“In apparel design, we have forever been combining multiple materials, depending on the problem we are solving, often resulting in the build up of seams and complexity. Sometimes this creates a new problem as we are solving another,” explains Kurt Parker, Nike’s VP of Apparel Design. “Over time, our understanding of the body in motion and new manufacturing techniques have started to converge."
This convergence is advanced through the application of computational design, which aids in converting data into structural patterns and thus allows a higher level of (more informed) detail within the knit. This forms a new paradigm. “It takes us to a completely different place," Parker confirms. "Instead of having to cut and sew multiple materials, we could just program the knitting machine to do it all at one moment, using one material instead of many.”
That place is most evident when one considers a most foundational garment: The T-shirt. A broad history of the T-shirt highlights three key evolutionary moments: its 19th century inception (when one-piece union suits were first cut into separate tops and bottoms), its early 20th century proliferation as a universal men’s undergarment and its popular rise as an external layer that, despite countless iterations, retained its basic foundation.
In each of these instances, design begins (more or less) with a pattern and uses a cut-and-sew method to bring it to life. With the NikeLab NIKE A.A.E. 1.0 T-shirt (part of a new NikeLab collection titled NIKE Advanced Apparel Exploration (A.A.E.) 1.0), however, creation starts with study of Nike’s deep archive of digital data, which tracks the trajectory of the chest, back and arms in forward motion.
The NikeLab NIKE A.A.E. 1.0 T-shirt employs computational design to merge a series of body maps and form a motion-led knit pattern, fundamentally shifting the conventional process used to make a typical T-shirt.
Specifically, motion maps were considered alongside how the body reacts in different environments. Special focus was placed on modern urban environments, from the subway and the street to the office and the club, and the massive temperature and humidity fluctuations that occur in these various places. This examination provided additional digital body maps, the first with explicit lifestyle parameters, including a cling map, airflow map, sweat map and heat map.

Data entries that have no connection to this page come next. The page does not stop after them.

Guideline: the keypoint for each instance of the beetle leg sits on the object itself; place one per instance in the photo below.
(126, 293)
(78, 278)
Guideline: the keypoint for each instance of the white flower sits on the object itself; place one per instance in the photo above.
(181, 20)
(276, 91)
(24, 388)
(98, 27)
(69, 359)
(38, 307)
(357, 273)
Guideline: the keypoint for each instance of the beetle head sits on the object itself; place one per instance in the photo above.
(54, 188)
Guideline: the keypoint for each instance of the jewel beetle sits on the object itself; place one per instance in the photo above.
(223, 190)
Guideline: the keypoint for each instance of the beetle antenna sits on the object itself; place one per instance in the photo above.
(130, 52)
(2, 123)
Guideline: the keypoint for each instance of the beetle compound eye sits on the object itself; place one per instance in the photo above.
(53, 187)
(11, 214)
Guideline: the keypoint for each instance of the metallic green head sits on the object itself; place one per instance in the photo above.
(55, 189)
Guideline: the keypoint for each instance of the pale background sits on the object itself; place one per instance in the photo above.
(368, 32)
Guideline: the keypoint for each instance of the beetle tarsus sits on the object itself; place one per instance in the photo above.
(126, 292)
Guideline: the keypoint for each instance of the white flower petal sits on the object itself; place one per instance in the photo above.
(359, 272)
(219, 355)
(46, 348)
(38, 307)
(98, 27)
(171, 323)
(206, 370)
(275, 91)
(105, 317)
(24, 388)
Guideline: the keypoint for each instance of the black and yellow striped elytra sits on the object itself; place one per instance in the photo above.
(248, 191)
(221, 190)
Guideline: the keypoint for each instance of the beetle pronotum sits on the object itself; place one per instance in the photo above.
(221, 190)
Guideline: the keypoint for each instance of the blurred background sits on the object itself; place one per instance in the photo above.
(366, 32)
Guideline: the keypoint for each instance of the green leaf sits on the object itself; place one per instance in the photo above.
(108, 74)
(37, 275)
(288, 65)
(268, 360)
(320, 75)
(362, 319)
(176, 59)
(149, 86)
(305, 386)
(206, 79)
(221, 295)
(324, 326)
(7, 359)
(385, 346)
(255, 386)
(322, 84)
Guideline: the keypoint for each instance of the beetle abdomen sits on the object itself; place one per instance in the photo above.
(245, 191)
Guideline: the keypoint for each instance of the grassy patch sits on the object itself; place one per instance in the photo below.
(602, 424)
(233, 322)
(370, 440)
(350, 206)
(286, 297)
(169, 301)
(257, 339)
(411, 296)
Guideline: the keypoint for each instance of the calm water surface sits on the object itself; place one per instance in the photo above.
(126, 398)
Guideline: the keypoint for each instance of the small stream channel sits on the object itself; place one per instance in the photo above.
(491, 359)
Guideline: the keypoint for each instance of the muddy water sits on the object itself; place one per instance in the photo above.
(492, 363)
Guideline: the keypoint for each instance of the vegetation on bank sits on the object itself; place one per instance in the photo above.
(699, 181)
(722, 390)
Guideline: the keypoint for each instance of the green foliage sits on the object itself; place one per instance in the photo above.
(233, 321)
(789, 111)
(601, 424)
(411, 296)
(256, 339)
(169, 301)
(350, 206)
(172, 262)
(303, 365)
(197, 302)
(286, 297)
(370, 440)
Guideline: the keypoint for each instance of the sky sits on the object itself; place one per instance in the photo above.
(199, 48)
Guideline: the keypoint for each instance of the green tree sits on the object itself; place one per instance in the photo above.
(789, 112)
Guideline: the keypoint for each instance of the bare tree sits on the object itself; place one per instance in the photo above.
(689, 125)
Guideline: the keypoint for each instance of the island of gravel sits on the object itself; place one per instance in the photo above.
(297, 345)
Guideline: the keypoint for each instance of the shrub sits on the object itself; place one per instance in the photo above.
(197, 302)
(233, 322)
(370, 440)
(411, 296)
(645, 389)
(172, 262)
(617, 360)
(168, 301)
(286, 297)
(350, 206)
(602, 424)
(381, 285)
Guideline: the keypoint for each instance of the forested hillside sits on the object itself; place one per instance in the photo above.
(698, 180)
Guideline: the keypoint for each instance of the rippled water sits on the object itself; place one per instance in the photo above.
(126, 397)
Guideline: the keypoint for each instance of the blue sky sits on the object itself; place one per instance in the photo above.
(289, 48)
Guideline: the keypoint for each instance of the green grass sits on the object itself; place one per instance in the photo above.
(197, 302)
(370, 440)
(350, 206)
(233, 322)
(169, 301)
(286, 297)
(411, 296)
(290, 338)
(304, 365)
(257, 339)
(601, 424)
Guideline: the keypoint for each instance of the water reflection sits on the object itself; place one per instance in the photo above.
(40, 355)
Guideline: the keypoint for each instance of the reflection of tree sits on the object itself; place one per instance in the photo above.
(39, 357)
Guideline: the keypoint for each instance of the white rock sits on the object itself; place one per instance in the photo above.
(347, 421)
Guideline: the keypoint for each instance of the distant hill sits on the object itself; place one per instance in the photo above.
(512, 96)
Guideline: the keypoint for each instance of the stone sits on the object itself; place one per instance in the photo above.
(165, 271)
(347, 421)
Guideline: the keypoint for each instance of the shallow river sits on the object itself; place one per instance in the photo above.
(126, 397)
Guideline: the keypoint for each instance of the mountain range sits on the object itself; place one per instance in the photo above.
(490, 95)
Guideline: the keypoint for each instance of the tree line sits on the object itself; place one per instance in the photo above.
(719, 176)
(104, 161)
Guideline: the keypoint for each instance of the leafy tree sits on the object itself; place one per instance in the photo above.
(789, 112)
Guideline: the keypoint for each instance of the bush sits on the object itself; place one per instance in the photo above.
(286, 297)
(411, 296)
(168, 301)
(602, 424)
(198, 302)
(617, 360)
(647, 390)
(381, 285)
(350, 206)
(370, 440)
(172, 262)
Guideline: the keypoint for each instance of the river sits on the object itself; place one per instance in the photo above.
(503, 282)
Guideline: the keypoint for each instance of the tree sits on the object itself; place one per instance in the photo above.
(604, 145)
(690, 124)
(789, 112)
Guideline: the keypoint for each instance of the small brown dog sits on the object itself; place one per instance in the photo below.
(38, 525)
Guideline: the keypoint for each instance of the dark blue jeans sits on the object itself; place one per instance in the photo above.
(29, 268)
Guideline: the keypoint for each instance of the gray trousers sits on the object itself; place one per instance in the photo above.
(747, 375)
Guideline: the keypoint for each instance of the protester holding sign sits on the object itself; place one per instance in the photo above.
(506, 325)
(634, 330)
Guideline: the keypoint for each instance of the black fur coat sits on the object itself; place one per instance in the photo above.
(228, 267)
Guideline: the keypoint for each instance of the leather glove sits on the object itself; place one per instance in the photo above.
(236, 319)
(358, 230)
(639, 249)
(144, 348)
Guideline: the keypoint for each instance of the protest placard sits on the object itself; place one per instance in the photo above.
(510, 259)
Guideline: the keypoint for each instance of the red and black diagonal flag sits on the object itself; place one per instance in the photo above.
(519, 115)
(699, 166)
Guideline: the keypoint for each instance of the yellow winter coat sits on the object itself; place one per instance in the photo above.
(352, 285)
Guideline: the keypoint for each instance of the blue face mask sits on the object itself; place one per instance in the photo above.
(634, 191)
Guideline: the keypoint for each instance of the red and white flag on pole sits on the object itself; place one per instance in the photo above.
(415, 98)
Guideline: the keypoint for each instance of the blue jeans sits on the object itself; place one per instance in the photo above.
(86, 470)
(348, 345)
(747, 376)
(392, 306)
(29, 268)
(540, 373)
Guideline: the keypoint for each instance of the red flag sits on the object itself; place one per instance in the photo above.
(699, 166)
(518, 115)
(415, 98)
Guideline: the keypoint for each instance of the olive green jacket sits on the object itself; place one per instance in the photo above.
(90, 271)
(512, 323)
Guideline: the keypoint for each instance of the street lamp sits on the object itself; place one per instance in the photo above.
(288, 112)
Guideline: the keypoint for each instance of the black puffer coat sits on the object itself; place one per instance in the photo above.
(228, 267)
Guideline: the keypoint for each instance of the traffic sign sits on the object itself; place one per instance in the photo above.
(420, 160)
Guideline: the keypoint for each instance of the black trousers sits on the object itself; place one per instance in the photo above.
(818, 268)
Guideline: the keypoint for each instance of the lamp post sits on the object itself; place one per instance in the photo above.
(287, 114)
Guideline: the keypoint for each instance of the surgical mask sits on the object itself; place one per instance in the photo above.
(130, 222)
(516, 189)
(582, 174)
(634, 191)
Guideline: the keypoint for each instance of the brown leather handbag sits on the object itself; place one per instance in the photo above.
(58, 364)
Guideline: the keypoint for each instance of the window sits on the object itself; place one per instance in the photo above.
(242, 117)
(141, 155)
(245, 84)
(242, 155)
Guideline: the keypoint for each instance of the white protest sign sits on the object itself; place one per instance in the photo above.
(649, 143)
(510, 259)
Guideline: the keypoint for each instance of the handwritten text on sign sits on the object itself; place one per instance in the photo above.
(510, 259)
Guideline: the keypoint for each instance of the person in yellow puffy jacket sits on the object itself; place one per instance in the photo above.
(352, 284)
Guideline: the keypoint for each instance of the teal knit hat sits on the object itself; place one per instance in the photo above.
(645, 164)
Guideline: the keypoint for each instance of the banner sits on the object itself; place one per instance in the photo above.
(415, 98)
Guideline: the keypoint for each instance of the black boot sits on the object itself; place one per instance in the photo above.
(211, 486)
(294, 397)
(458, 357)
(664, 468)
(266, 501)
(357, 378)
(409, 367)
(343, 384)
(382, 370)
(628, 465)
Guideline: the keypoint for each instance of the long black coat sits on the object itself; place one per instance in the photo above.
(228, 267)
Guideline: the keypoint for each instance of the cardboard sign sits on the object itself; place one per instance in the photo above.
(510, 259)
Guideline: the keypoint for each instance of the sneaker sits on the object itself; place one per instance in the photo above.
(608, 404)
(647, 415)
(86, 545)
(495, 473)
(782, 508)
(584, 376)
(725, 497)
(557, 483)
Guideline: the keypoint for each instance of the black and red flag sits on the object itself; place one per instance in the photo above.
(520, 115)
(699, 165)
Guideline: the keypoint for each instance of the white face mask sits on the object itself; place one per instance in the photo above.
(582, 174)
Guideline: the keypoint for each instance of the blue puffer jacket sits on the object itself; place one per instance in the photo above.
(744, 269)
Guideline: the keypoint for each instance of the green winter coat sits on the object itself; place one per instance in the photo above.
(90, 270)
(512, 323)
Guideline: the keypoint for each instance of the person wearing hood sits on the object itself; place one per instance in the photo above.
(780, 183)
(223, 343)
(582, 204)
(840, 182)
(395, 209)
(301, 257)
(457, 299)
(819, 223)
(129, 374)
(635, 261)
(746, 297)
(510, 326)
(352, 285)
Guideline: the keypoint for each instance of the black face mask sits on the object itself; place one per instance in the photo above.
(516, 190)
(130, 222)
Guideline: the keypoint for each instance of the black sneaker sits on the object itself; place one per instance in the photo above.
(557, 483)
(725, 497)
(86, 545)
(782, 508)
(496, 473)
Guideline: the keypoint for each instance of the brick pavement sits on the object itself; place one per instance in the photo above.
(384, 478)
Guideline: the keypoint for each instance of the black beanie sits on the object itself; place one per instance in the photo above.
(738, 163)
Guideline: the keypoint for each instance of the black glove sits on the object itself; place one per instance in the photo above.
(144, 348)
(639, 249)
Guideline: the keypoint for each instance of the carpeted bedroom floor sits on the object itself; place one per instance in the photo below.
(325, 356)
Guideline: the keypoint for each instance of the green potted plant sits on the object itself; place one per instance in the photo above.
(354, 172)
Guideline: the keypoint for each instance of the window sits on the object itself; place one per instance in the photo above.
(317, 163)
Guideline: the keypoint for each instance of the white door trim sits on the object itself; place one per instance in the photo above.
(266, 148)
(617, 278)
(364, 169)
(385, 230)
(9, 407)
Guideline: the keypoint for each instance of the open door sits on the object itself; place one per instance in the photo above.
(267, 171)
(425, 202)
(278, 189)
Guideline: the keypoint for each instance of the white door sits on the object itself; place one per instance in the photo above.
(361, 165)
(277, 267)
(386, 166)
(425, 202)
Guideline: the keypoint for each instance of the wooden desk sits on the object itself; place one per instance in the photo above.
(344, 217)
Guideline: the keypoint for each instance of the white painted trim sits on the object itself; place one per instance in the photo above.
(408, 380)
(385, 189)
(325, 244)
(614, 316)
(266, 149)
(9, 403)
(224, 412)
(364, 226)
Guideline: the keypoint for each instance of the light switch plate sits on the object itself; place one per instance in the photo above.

In a collaborative process between apparel designers and Nike Flyknit engineers and computational designers, all motion and temperature maps were then merged, generating a singular, complex data set that translated into a visual language. Translated by the company’s cutting-edge knitting machines, this inclusive algorithm output a single-layer, seamless knit that delivered ventilation where needed and coverage where desired (for example, more ventilation on the back and increased coverage at the chest). From there, the designers tweaked the machine’s language (or code) to originate a final knit structure that was tested in an environmental simulator.
The end product advances both the archetypal garment’s essence and its everyday performance potential. This reconceptualization ultimately serves to correct the standard T-shirt’s limitations (like holding a bunch of sweat) and suboptimal interaction with the body in motion.
It also anchors the nine-piece NikeLab Nike A.A.E. 1.0 collection, which evolves the design-led, data-informed method used to make the garments, anchored by the T-shirt, into a system of apparel that serves the utilitarian, all-day requirements of today’s active urban individuals. Each pioneers new methods of product creation to solve old problems; and from the base layer to the mid layer to outerwear, the pieces are made to work together to eliminate bulk and maximize comfort. Or, as Parker puts it, “each functions kind of like little Russian nesting dolls — they all relate to each other.”